Dixon of Dock Green Episode Review: Legacy

In this review, I will discuss the penultimate episode of Dixon of Dock Green, recently broadcast on Talking Pictures TV. Entitled Legacy, it was originally broadcast on BBC One on 24th April 1976.

The Story…

On the morning that Jack Montelbetti (Tom Adams) is released from prison, he finds a dead body in his flat. He mutters something that makes us believe he knows the dead person, before calling the police.

DS Clayton (Ben Howard) is detailed to go round and collect some information. But not before he has picked up enough information from his colleagues to prejudice him against Montelbetti. He speaks roughly and rudely to Jack, jumping to the conclusion that he must be involved in the death. Jack resolves not to tell Clayton what he knows. He tells him that he would willingly have helped if Clayton had been fairer, more polite and professional.

It gradually comes out that the dead man was set to be Jack’s father-in-law before his most recent conviction. Also that Jack took the blame for that crime for noble reasons. He reconnects with his former fiance, the daughter of the dead man. Initially, she shows him only hate. Things gradually thaw as she finds out that he had nothing to do with the crime her father was involved in. And when he connects the dots between the dead man and a diamond robbery the Dock Green police are working on, he agrees to help them recover the diamonds. His only problem: the man for whom his intended-father-in-law was working also wants the diamonds and threatens Jack if he cooperates with the Police.

Jack finds a way to do both and George Dixon (Jack Warner) informs us at the episode’s close that Jack has managed to get away and marry the girl.

My Impressions…

Legacy follows the pattern of series 22. There is much more sympathy to be found with the supposed villain than with the police.

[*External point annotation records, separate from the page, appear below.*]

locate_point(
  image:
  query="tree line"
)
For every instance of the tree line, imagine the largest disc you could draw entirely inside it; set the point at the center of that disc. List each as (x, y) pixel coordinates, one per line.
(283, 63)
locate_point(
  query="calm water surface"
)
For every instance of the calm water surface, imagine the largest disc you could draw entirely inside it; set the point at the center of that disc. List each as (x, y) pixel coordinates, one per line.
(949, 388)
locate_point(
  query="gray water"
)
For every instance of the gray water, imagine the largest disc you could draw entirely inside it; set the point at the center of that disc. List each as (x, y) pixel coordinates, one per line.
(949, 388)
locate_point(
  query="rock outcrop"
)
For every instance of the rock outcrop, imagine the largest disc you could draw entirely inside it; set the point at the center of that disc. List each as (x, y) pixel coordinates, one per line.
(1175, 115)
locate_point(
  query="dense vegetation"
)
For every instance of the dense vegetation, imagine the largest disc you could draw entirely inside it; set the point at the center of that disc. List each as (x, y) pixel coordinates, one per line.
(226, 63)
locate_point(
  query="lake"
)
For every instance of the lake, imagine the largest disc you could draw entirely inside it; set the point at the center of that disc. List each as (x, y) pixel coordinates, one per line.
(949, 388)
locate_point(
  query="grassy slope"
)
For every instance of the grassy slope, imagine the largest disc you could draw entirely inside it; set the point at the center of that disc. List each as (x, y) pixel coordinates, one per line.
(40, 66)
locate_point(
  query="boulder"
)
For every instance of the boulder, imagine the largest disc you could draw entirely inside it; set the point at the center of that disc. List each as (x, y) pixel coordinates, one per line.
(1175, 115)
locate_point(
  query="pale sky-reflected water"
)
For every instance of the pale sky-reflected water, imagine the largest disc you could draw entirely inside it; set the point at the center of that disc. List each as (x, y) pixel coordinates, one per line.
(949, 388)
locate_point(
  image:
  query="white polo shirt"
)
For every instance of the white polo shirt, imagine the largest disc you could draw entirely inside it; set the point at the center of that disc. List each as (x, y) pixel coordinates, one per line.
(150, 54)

The acting from everyone is strong here, especially Adams and John Savident as the “baddie”. But I cannot get past the idea that we are supposed to be on the side of the Dock Green police.

This final series feels like an anthology of pseudo-crime stories. It should have been produced as such rather than riding on the coat tails of such a mountainous programme as Dixon of Dock Green and dooming its legacy in the process. It cannot be a coincidence that this series has been the butt of jokes for decades, remembered in a completely erroneous image. If it had concluded with that skilful and brilliant close to series 21, Conspiracy, its legacy would surely have been a mightier one.

In Conclusion…

I cannot approve of the way that Dixon of Dock Green was degraded by its final series. Having said that, as its own standalone story, Legacy is fairly compelling and enjoyable. Both this story and the entirety of Dixon deserve better than trying to pair the two together.

If you missed it, you can still see Legacy as part of the delayed run of episodes of Dixon of Dock Green airing on Wednesdays at 7 pm on Talking Pictures TV.